Smokey, who again came from that same pet store - they were being shut down, and he was there one kitten that was left...they gave him to me this time.
Miss Thing, who was a stray - I would see her outside my house, it was in the middle of winter and very cold. I put food and a blanket for her inbetween two windows in the basement, and she would sleep in there, but not let me near her. It took me about a week to get her used to seeing me, and then I didn't put food out for one day - I went to the window with the food, and coaxed her over. I got her inside, fed her, took her to the vet the next day - she was pregnant. Initially, I wasn't going to keep her (hence the name - I didn't want to name her if she wasn't going to be mine!!) but I got so attached to her. 
She had 5 beautiful and healthy kittens. When they got old enough, I gave two to my parents, and kept the other 3. Their names are Hannah, Bandit and Sparky....they are 6 years old now, no longer kittens!!

So, that's my cat story!!


----------



## Aonir (Aug 18, 2003)

Welcome to Cat Forum!


----------



## BoscosMum (Apr 29, 2004)

Great Story!!! Welcome to the cat forum!!!


----------



## Mike (Jan 27, 2004)

Hello and welcome to the forum!

Peace,
Mike


----------



## microlite (May 25, 2004)

*Way To Go!*

 I love hearing rescue stories! Welcome to the Cat Forum, where there's just a bunch of friendly, and helpful cat people!


----------



## kitkat (Sep 22, 2003)

Welcome to the forum and I enjoyed your rescue story also. I bet its a big happy family there :lol:


----------



## CatAholic (May 19, 2004)

What a SWEET story! All my babys are rescued kitty's too!

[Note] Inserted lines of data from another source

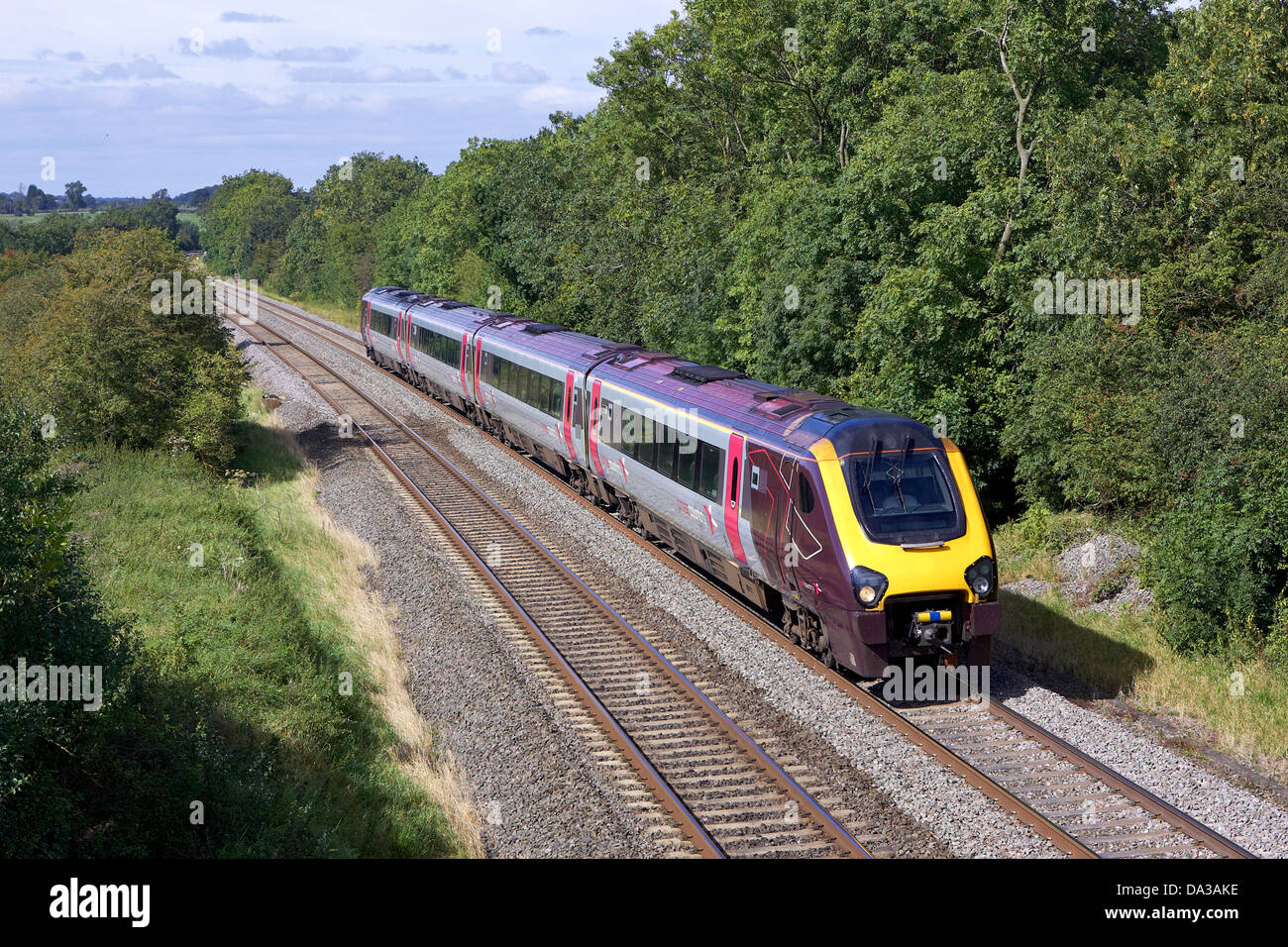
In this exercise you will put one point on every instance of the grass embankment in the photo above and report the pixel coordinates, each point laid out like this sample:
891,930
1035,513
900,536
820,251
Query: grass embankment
344,315
1124,655
261,634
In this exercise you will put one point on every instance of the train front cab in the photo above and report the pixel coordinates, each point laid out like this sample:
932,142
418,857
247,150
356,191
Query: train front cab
918,560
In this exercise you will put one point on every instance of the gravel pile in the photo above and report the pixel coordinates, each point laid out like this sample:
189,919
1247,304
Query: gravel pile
537,791
1100,575
1252,822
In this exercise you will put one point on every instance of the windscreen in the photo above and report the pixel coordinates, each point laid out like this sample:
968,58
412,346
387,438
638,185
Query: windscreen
905,495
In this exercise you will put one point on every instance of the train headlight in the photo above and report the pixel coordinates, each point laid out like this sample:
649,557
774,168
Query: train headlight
982,578
868,585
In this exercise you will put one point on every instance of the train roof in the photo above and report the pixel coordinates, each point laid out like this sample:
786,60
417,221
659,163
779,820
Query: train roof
724,395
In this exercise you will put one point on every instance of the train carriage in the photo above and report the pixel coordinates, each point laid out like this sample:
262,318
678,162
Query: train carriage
859,528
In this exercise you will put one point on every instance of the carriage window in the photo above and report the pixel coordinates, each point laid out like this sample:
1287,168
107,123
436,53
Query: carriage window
708,472
805,492
687,462
630,432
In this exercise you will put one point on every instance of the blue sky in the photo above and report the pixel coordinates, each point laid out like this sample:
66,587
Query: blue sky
146,94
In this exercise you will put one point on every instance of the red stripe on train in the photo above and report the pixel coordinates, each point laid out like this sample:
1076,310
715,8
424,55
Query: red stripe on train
465,354
572,451
593,428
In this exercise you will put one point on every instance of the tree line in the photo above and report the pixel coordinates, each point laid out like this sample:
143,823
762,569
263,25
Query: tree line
877,200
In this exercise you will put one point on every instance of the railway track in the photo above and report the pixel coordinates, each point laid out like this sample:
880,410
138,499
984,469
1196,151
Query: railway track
725,792
1080,804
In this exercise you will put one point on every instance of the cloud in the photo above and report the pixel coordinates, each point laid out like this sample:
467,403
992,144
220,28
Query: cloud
120,72
549,98
516,72
377,73
240,50
235,17
312,54
236,48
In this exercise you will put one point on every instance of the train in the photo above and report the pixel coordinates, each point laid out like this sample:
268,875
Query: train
859,531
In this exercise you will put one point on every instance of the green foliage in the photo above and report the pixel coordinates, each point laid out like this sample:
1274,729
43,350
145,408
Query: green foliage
331,245
245,223
858,196
84,344
217,685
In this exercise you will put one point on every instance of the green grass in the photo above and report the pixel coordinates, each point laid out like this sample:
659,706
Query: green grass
1124,655
344,315
40,215
259,635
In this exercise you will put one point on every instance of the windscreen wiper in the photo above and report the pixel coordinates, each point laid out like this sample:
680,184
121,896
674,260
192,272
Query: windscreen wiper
897,474
867,474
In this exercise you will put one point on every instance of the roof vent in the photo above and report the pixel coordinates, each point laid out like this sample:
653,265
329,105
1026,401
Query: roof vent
702,373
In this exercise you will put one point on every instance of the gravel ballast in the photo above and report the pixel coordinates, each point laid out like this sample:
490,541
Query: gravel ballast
537,791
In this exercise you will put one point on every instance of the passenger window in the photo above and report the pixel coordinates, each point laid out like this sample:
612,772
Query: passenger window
805,492
708,472
645,449
666,451
687,462
630,432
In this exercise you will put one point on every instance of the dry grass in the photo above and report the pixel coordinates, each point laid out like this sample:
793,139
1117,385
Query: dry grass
336,567
1124,655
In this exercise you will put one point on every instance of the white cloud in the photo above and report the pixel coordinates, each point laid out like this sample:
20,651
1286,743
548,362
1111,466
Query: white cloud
553,98
235,17
516,72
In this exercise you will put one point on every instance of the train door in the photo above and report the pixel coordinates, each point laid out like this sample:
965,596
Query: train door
733,496
593,429
767,505
805,530
465,361
571,407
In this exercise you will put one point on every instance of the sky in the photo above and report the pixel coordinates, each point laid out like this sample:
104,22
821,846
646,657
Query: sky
146,94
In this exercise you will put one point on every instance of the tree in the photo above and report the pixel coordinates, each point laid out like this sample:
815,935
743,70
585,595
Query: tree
246,221
76,195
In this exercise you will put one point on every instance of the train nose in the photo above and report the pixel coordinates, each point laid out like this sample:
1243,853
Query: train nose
931,628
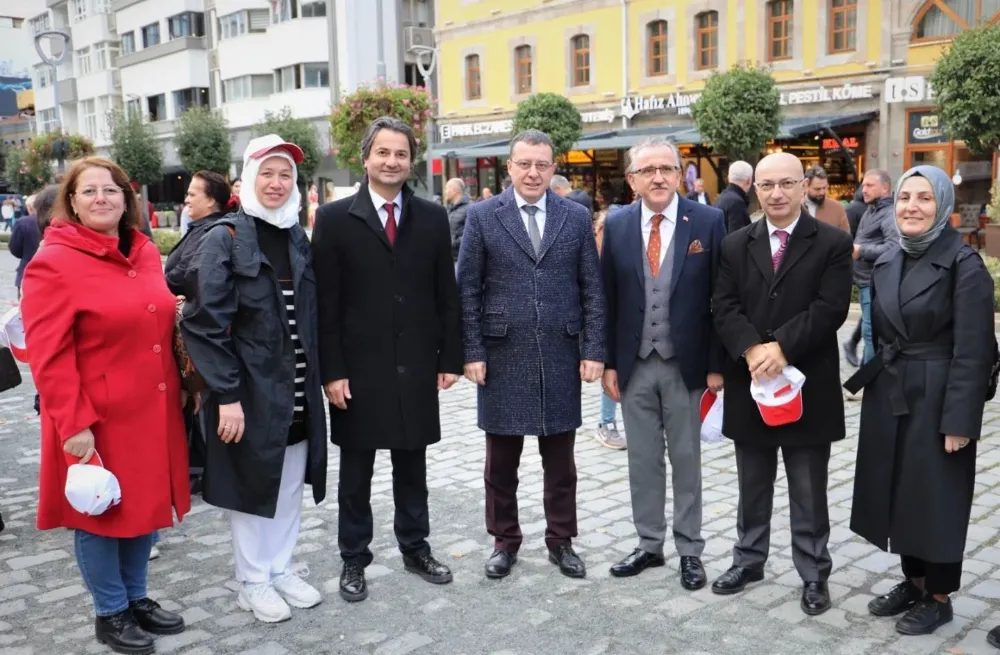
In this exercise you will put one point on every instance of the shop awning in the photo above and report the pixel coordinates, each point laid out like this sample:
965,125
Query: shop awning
804,125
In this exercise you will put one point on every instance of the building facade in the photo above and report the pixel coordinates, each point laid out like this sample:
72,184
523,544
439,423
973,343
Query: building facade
634,67
244,57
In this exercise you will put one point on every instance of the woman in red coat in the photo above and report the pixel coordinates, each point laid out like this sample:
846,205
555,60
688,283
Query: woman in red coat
99,320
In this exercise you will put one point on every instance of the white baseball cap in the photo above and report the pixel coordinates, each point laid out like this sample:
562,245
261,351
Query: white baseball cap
780,400
90,488
711,417
12,334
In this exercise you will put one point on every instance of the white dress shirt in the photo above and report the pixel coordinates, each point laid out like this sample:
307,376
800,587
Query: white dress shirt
775,242
539,215
667,226
379,203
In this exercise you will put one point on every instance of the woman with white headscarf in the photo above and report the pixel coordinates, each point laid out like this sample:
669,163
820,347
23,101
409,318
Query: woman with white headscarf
932,321
252,337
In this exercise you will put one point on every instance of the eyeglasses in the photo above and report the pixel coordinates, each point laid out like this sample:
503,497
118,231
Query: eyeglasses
109,192
768,185
540,166
650,171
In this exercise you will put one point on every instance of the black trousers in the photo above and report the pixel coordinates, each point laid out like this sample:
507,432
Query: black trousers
938,578
409,493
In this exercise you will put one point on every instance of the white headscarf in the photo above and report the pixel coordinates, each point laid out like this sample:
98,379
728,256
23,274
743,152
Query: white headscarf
283,217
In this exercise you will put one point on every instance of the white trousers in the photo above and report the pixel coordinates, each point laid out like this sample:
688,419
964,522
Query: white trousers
262,548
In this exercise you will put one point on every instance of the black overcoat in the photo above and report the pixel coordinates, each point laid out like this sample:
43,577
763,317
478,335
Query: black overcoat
236,332
389,319
910,495
801,307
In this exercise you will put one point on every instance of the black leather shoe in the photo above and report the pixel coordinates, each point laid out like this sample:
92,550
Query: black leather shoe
898,600
735,580
569,562
635,563
926,616
692,573
154,619
122,634
815,598
499,564
428,568
993,638
353,587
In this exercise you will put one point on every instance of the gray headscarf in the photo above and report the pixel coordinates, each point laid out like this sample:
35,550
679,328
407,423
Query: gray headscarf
944,195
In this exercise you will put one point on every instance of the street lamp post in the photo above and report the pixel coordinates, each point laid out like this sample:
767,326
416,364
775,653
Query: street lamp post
53,60
427,69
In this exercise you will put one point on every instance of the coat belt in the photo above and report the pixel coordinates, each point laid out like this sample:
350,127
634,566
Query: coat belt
885,360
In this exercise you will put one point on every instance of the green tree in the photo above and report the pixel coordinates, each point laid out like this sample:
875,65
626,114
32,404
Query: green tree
350,119
299,131
202,141
739,111
25,171
553,114
135,148
968,88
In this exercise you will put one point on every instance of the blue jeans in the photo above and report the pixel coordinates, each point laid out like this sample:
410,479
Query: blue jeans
113,570
608,409
866,323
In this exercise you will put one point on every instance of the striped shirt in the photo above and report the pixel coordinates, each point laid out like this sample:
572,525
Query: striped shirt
288,290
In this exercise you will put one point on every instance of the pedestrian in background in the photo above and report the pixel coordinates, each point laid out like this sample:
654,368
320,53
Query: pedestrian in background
251,334
533,324
88,293
24,239
925,392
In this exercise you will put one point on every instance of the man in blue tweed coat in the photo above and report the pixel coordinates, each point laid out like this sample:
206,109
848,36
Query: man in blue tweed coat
533,329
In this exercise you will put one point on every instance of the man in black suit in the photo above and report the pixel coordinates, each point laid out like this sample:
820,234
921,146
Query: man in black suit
733,201
390,338
783,290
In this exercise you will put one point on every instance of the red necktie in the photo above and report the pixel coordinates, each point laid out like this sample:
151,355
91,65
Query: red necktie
390,222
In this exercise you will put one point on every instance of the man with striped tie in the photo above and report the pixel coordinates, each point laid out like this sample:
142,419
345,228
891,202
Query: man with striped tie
390,339
783,290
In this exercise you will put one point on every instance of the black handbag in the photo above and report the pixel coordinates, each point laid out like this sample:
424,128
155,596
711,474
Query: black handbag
10,374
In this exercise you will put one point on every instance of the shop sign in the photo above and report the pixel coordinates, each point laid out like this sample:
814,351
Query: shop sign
925,127
599,116
489,128
828,94
635,105
912,88
850,142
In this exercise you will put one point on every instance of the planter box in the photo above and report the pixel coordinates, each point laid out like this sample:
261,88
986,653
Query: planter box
992,234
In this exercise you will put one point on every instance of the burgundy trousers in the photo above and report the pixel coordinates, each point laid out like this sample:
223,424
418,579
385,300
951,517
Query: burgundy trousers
503,455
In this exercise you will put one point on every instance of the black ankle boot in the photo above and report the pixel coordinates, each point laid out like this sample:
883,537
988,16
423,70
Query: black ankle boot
122,634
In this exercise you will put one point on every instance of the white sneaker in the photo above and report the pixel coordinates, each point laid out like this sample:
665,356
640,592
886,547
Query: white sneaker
264,602
296,591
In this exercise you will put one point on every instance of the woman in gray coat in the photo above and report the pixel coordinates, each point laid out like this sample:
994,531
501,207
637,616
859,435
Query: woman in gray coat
932,319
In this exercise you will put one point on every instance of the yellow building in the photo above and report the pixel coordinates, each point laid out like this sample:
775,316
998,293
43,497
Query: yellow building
633,67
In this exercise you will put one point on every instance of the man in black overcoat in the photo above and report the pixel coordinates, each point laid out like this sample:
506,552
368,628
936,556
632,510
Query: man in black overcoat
390,339
783,290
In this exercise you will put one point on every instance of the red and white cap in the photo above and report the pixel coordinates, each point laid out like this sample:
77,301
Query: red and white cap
90,488
269,143
12,334
780,400
711,417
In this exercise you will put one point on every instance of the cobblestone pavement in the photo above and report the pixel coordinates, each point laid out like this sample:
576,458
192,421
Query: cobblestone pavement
44,609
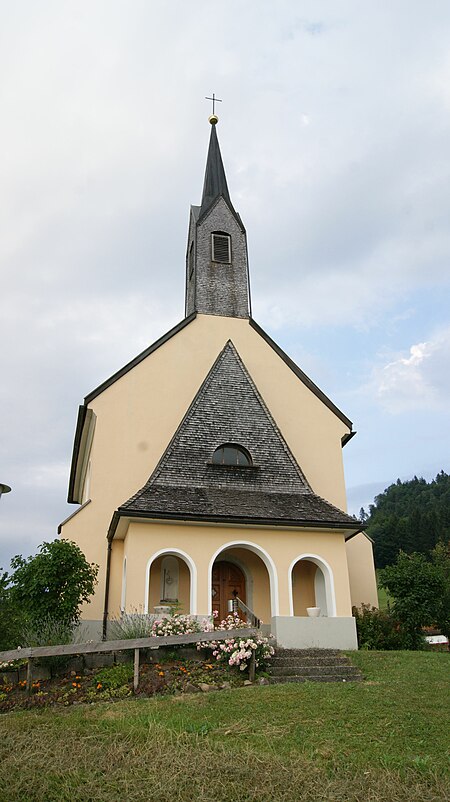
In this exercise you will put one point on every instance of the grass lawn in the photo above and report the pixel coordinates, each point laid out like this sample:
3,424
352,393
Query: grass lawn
384,739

You sound to be a kind and caring person, look forward to sharing more through this amazing forum! WELCOME!


----------



## CyberPet (May 12, 2004)

Nice story and WELCOME!


----------



## Superkitties (Jan 30, 2004)

I enjoyed reading how you came to have your little brood, and look forward to reading more.


----------



## Zalensia (Aug 25, 2003)

Welcome to the forums!


----------



## Annissa (Dec 9, 2003)

Welcome to cat forum!


----------



## ikbeth (May 10, 2004)

Hi Hana,

Welcome to the forum. There are lots of friendly people here and really good information to read. I loved hearing about your family - I have 2 rescued kitties myself. See you around the boards!

Beth


----------